U.S. stocks wobble on Friday, after a five-day
decline in the Standard & Poor’s 500 Index, as gains in energy
shares counterbalance fallout from the Swiss currency shock and
investors assessed the latest batch of economic and earnings
reports.
Energy companies in the S&P 500 jumped 1.8 percent, making Exxon Mobil Corp. and Chevron Corp. rally more than 1
percent.
Trading in FXCM Inc. was delayed after the largest U.S. retail
foreign-exchange brokerage said it may have breached some
capital requirements after clients got caught out by the franc’s
surge.
Goldman Sachs Group Inc. lost 1.9 percent after posting the lowest annual trading revenue since 2005. Intel Corp. fell 1.5 percent after projecting sales that may fall short of analysts’ estimates.
The S&P 500 rose less than 0.1 percent to 1,992.90 at 10:06
a.m. in New York. The benchmark index has tumbled 2.5 percent
for the week. The Dow Jones Industrial Average lost 45.15
points, or 0.3 percent, to 17,275.56.
The Russell 2000 Index of
smaller companies gained 0.6 percent.
Trading in S&P 500 companies was 59 percent above the 30-day average for this time of the day.
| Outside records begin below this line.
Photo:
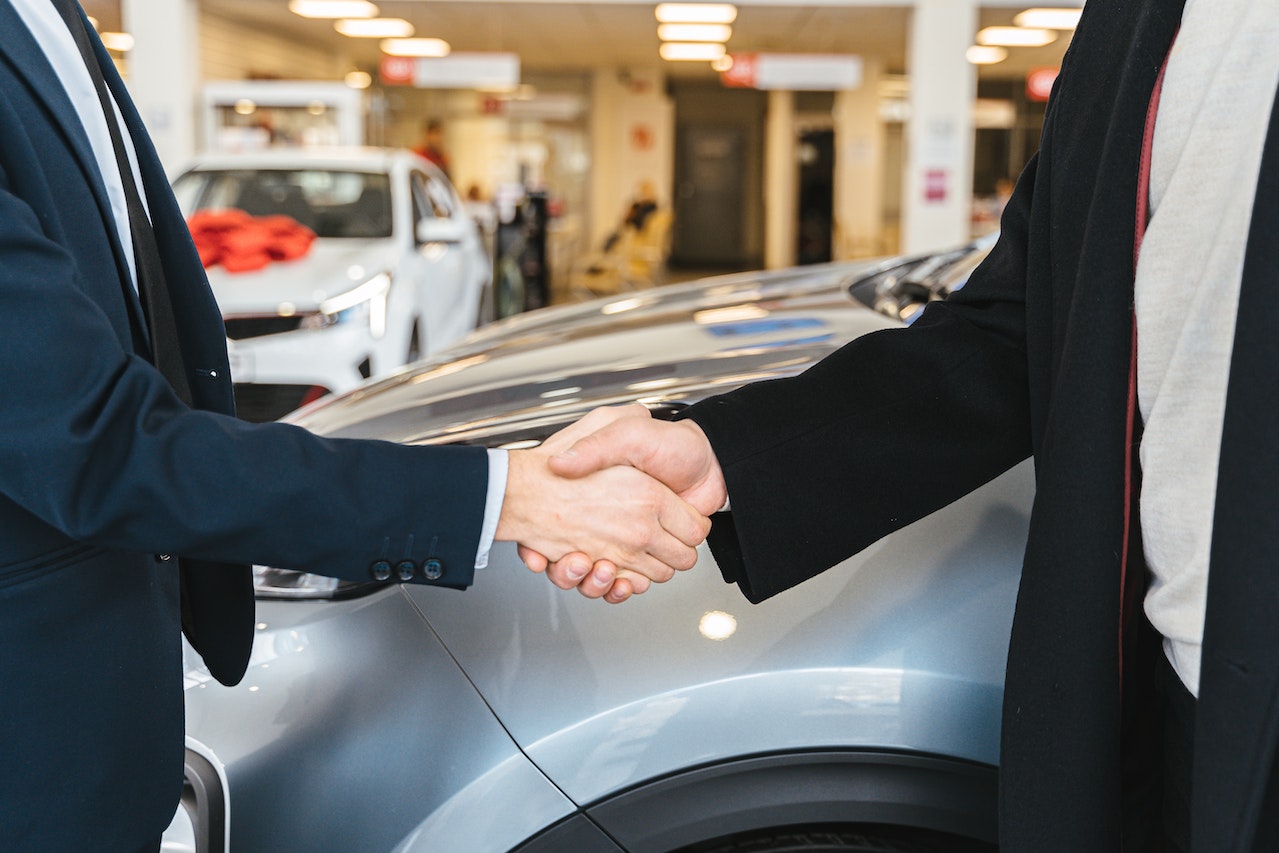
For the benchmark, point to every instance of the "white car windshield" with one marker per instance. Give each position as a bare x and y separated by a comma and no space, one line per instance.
331,203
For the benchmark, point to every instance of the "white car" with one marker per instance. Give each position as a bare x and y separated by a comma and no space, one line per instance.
397,270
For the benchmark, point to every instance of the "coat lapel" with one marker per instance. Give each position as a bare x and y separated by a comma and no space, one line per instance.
1236,725
30,64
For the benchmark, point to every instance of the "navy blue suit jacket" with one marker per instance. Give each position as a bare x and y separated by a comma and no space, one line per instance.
102,469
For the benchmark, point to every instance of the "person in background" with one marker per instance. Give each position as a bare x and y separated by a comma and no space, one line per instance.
637,214
431,145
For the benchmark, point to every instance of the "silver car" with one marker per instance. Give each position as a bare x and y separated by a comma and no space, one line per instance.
858,711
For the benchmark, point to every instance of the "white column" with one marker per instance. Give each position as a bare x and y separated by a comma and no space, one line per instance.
164,73
780,178
938,184
860,168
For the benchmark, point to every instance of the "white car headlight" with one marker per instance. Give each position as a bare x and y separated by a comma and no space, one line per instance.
366,303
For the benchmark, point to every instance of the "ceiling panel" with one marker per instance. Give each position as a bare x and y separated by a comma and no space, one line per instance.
573,36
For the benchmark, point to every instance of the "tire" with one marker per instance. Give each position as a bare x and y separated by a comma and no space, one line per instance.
840,839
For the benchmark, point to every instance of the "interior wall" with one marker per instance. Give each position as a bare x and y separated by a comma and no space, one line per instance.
233,51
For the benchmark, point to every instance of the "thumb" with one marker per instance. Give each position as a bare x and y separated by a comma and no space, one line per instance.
603,449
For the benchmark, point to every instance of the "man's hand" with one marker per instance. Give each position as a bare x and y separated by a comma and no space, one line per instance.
675,453
619,516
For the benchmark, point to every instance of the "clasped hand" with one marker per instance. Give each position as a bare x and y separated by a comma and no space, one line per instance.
613,503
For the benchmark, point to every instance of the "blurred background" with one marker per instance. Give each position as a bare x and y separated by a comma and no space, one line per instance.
656,142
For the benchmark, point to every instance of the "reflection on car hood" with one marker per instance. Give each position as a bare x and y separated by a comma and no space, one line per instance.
663,345
902,647
330,267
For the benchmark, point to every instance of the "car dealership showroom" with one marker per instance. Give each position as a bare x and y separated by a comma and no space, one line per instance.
471,223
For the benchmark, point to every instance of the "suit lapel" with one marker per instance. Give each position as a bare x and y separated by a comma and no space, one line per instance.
1236,725
30,64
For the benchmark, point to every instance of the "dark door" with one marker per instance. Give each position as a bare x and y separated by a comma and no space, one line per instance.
816,196
709,197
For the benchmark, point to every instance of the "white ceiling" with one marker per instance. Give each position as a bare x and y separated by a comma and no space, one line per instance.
554,35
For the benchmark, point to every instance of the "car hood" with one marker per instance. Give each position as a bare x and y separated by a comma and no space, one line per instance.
863,656
330,267
663,345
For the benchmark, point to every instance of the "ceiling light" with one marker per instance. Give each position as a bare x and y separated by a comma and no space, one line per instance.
333,8
431,47
358,79
691,51
695,32
1016,37
985,55
696,13
1049,18
120,42
374,27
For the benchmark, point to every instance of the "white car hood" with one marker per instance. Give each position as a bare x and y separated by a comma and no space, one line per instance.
331,266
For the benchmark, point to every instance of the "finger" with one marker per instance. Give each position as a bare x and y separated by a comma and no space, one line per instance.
600,581
569,569
592,422
683,522
535,562
620,591
638,583
656,568
623,443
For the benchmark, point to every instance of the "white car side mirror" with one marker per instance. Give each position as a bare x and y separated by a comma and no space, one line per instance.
440,230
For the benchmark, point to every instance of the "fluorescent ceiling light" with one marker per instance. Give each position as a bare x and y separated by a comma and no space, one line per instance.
696,13
985,55
1049,18
374,27
431,47
120,42
1016,37
695,32
358,79
691,51
333,8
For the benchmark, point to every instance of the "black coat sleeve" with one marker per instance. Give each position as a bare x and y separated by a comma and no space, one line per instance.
881,432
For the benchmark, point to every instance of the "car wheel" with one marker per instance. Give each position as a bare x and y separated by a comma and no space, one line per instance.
839,839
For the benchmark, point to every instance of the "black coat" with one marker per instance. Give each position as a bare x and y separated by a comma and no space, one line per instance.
1032,357
102,468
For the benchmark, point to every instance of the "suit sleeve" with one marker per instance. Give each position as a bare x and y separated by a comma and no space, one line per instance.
879,434
95,444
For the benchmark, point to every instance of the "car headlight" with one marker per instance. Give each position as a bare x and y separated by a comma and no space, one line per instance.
285,583
363,303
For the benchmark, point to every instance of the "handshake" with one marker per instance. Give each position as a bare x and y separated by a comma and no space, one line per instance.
613,503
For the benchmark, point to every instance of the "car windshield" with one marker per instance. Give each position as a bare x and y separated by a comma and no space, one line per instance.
903,289
331,203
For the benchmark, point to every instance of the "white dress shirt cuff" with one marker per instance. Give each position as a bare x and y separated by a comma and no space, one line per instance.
498,464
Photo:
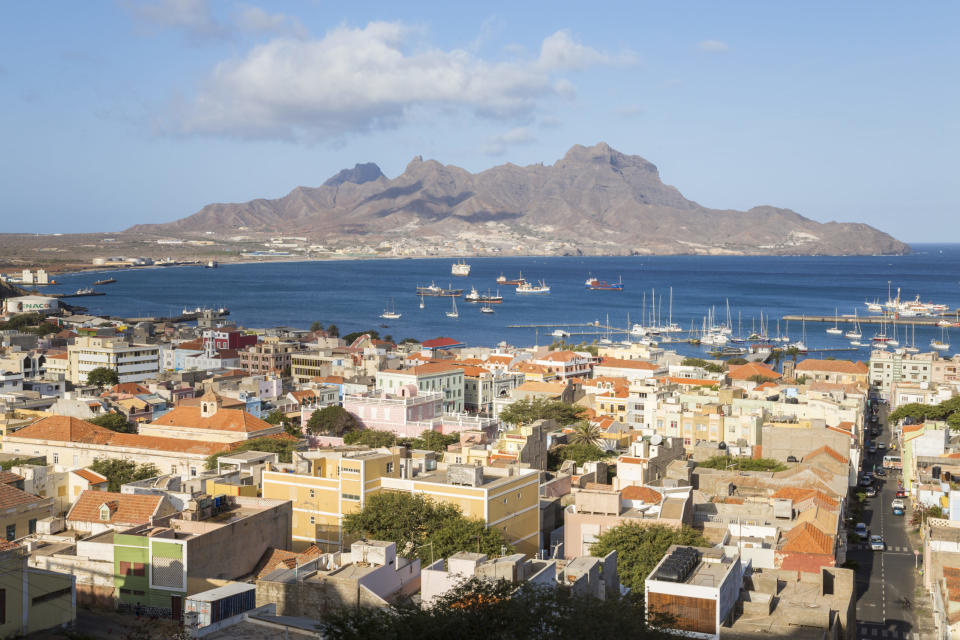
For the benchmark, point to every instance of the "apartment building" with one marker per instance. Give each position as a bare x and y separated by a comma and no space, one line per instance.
326,485
132,362
435,377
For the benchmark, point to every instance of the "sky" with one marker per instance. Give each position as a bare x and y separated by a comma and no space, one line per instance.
132,111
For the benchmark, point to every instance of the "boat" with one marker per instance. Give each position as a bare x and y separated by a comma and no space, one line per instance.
943,343
390,313
454,313
527,288
835,330
511,283
602,285
460,268
855,333
435,291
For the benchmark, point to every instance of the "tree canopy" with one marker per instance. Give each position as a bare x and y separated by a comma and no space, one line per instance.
487,610
102,377
639,549
115,422
283,447
743,464
422,527
527,411
332,421
119,472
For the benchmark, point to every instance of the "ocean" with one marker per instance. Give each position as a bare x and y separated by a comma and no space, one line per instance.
352,293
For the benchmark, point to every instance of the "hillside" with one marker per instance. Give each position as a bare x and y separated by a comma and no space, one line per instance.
594,199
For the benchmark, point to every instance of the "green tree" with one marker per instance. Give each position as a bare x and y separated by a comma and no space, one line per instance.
119,472
527,411
579,453
115,422
422,526
103,377
332,421
432,440
371,438
639,548
586,433
283,447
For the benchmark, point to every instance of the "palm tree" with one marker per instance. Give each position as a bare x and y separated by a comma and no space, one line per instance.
586,433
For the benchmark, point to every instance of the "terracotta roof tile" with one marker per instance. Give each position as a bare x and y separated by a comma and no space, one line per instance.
223,420
125,508
806,538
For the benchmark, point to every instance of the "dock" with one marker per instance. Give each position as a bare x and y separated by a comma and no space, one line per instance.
925,321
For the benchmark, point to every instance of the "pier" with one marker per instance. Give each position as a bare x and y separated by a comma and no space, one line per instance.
924,321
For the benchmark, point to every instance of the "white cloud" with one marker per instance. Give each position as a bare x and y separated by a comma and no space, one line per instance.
713,46
193,16
362,79
256,20
497,145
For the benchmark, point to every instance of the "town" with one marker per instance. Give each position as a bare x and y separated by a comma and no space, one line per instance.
260,480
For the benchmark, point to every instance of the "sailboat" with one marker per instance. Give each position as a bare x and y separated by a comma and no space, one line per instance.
835,329
855,333
943,343
912,347
390,313
454,313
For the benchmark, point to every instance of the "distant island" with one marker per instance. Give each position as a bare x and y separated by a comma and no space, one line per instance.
593,201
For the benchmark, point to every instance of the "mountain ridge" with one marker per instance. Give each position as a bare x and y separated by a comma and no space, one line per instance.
593,200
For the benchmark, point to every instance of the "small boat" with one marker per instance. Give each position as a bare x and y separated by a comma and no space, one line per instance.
390,312
835,330
460,268
511,283
454,313
527,288
594,284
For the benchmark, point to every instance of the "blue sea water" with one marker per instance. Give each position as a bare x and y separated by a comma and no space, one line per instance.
352,293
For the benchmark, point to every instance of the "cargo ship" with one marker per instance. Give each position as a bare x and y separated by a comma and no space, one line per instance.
437,292
602,285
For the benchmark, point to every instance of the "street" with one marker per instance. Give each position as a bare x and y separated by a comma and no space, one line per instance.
885,580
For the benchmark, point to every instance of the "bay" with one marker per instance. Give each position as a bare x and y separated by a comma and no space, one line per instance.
352,293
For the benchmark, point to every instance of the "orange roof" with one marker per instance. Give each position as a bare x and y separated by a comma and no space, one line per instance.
622,363
747,371
641,493
828,451
125,508
223,420
11,497
66,429
833,366
806,538
90,476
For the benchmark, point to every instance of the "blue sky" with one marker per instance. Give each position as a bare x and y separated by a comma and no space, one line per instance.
116,113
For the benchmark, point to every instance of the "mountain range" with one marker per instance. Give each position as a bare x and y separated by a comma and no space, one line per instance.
594,200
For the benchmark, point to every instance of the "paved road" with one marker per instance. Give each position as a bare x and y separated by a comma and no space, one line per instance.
885,580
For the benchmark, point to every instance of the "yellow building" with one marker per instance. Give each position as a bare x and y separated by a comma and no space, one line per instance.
326,485
32,599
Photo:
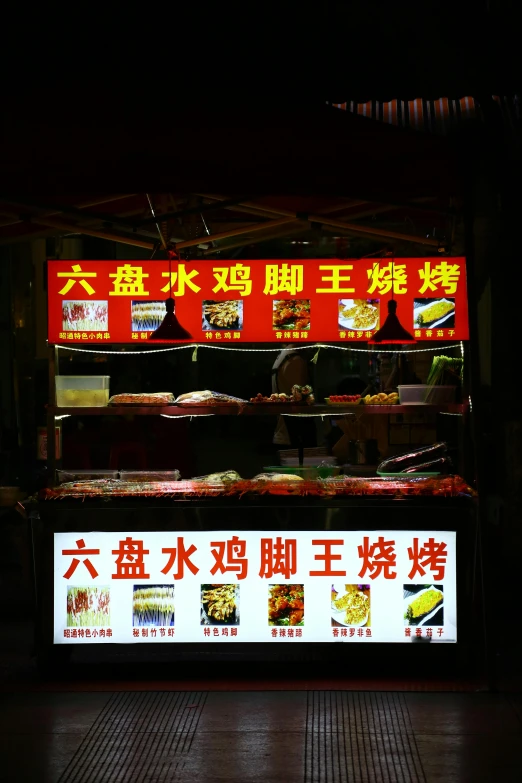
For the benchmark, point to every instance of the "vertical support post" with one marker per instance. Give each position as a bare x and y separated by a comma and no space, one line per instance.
51,419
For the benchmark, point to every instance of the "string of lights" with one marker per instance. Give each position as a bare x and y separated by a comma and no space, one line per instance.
196,346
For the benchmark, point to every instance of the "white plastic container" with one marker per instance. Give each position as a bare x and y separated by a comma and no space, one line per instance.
413,394
82,391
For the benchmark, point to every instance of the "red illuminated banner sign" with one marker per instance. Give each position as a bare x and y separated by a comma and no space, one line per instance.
323,300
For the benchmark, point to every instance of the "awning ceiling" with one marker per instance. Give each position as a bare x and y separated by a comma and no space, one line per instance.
200,225
298,174
301,150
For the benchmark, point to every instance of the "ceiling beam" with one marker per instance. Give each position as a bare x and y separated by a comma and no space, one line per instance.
126,239
227,204
301,229
327,221
52,210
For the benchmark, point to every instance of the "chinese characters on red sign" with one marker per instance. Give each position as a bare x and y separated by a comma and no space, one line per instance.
278,556
256,301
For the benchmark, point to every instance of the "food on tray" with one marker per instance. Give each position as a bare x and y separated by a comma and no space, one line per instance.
219,602
362,314
286,605
216,478
277,477
156,398
381,399
354,603
416,457
407,485
343,399
300,394
207,397
423,605
222,314
291,314
441,465
434,312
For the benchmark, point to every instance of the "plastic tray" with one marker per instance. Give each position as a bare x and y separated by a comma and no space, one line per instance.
306,471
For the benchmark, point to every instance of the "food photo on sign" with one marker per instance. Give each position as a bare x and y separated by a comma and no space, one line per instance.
88,606
286,605
219,604
423,605
358,314
153,605
147,315
85,316
350,605
432,313
291,314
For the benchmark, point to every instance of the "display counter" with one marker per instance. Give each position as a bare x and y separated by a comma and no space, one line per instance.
385,566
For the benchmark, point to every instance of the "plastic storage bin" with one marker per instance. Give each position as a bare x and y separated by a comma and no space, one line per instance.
412,395
82,390
422,394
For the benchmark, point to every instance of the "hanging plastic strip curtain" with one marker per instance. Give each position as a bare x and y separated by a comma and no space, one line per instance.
435,116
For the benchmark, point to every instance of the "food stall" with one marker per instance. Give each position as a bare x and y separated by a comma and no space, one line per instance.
323,556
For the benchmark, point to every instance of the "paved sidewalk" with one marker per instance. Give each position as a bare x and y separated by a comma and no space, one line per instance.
260,737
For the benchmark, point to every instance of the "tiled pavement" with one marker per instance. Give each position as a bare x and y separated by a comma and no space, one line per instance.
260,737
294,730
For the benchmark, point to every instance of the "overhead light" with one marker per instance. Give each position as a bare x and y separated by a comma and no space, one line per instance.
170,328
392,331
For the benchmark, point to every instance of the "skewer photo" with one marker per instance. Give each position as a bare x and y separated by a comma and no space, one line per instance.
147,316
153,605
222,315
87,316
88,606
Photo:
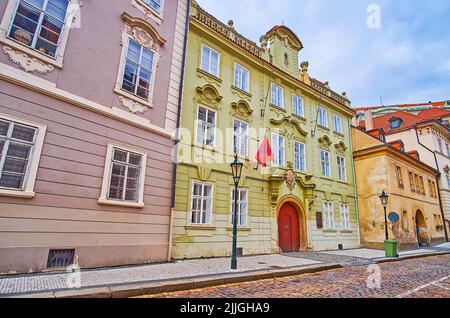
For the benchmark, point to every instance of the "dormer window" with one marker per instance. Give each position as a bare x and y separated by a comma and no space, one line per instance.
38,24
396,123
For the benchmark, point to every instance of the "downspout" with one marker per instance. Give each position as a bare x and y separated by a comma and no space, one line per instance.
354,184
437,183
177,132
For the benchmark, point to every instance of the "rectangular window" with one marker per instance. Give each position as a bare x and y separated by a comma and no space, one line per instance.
242,205
17,143
398,172
323,117
206,127
278,149
342,174
422,186
125,176
300,156
325,161
240,138
298,106
210,61
154,4
345,217
137,76
277,96
328,212
405,221
338,125
411,182
241,78
201,205
39,24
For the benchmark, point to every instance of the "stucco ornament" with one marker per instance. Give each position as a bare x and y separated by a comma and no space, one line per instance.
27,63
133,107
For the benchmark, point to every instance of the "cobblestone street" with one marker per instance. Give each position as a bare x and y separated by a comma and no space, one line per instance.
417,278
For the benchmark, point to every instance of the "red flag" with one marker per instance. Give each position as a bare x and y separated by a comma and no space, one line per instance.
264,155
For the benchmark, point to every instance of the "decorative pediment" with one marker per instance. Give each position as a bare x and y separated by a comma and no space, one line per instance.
27,63
208,95
325,141
242,109
289,121
341,148
142,32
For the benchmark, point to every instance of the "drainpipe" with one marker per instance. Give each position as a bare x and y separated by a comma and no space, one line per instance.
354,183
437,182
177,136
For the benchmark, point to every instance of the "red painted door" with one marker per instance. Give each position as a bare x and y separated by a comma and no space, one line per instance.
289,229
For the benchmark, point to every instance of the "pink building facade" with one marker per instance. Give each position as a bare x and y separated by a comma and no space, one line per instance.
89,100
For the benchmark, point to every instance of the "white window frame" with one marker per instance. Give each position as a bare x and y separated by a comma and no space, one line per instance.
277,91
208,110
276,148
104,200
240,137
342,168
295,106
56,61
239,207
210,60
240,75
322,151
345,217
297,161
27,190
328,213
320,112
208,216
338,119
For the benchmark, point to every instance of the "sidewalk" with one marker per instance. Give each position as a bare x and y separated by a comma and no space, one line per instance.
131,280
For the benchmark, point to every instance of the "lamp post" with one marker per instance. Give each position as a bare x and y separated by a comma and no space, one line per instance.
236,170
384,201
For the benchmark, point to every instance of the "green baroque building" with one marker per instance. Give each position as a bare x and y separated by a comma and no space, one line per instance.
235,93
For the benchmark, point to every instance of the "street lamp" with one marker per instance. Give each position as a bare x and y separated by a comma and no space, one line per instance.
384,201
236,170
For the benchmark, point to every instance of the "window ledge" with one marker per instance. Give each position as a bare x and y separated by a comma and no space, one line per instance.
17,194
240,229
194,227
278,108
248,94
103,201
139,100
212,76
55,62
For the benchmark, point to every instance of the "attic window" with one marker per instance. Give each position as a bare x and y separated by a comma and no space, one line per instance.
396,123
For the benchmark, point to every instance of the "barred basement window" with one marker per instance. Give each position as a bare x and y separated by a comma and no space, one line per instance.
39,24
60,258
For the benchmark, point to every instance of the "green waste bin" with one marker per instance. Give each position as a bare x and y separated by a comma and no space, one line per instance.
390,248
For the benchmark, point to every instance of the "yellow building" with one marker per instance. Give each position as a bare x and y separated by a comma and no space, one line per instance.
235,93
412,191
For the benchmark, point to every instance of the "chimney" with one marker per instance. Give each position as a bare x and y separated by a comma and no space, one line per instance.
368,119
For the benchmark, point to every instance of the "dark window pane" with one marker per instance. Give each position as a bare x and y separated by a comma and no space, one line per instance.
120,155
11,181
23,133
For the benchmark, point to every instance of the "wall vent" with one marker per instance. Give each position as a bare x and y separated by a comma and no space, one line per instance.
60,258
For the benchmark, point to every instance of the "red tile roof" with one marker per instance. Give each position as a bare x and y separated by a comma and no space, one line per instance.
384,122
434,104
434,113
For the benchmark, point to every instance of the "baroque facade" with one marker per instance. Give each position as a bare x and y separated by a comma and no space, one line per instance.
237,92
89,99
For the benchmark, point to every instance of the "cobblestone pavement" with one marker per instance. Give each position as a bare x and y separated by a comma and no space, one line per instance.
417,278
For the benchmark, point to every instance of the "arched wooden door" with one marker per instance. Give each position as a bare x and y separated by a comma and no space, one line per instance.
289,229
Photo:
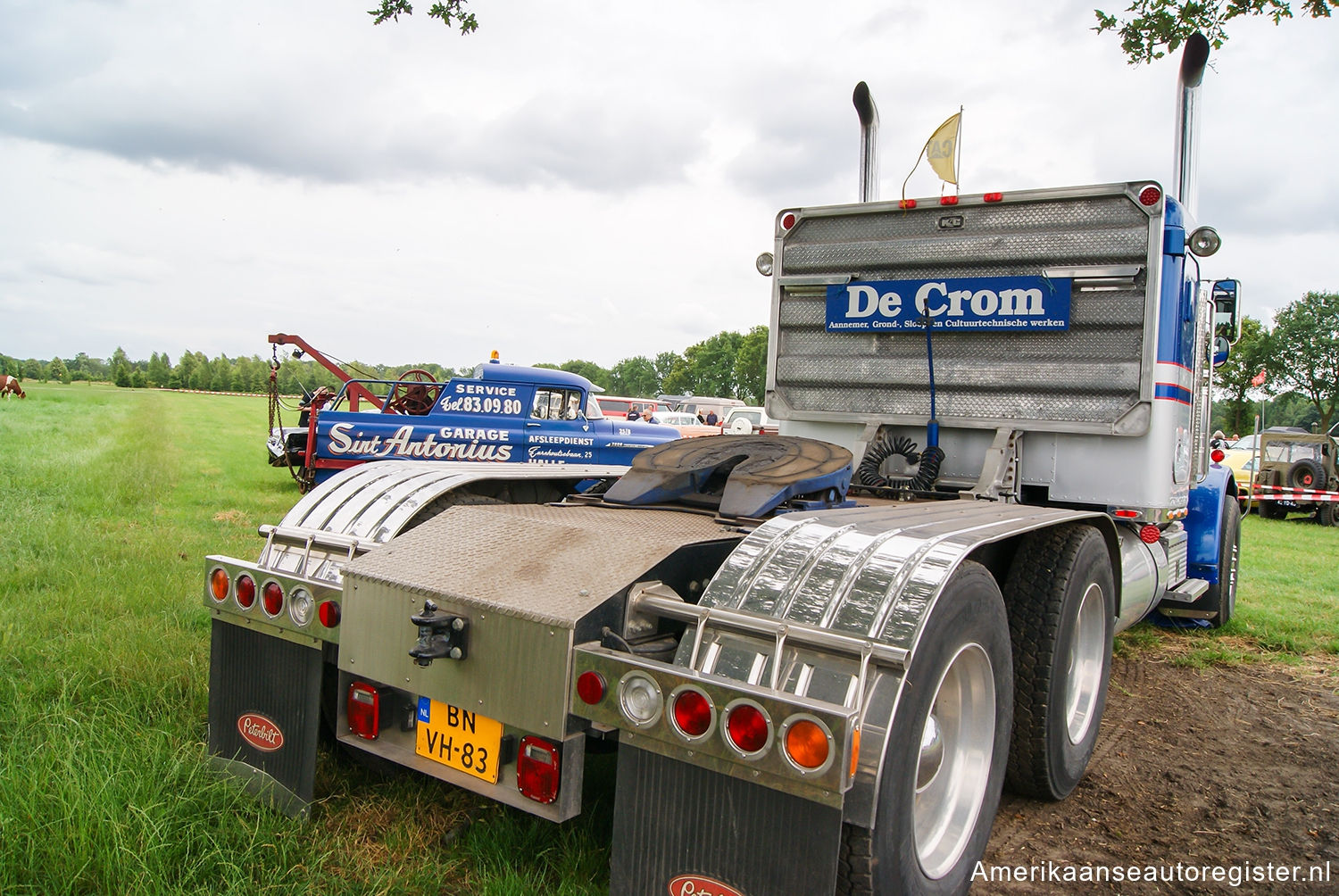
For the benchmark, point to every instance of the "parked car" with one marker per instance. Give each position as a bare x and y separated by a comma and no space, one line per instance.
744,420
686,423
701,406
616,407
1293,465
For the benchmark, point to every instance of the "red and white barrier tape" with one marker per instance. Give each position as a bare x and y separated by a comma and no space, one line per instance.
1282,494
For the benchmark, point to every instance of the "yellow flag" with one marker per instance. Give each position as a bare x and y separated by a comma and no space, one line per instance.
942,149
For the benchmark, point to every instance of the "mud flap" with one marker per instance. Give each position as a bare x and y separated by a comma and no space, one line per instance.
675,821
264,714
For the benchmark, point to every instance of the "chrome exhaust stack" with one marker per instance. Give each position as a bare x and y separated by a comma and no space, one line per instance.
1185,176
868,142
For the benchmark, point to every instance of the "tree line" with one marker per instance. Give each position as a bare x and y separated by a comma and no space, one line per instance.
728,364
1298,358
1291,369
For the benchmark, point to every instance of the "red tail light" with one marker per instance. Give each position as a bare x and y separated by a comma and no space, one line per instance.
537,769
245,591
272,598
693,713
749,727
219,585
363,710
329,612
591,687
Data today showed consumer confidence jumped in January to
the highest level in 11 years as steady job gains and plunging
gas prices brightened the outlook for U.S. households. Another
report showed the cost of living declined by the most in six
years amid the plunge in energy costs, increasing speculation
the Federal Reserve will remain patient in its plans to raise
interest rates.
Switzerland’s central bank surprised markets Thursday by removing its cap on the franc versus the euro, sending the franc surging as much as 41 percent versus the regional currency.
The Swiss National Bank decided to remove its currency cap, set in September 2011 to shield the economy from the euro area’s debt crisis, because it was no longer “sustainable,” central bank President Thomas Jordan said. The move is preempting possible pressure on the franc should the European Central Bank announce a government-bond purchase program, or quantitative easing, at its Jan. 22 meeting. U.S. stock futures fell earlier amid fallout from the Swiss currency shock.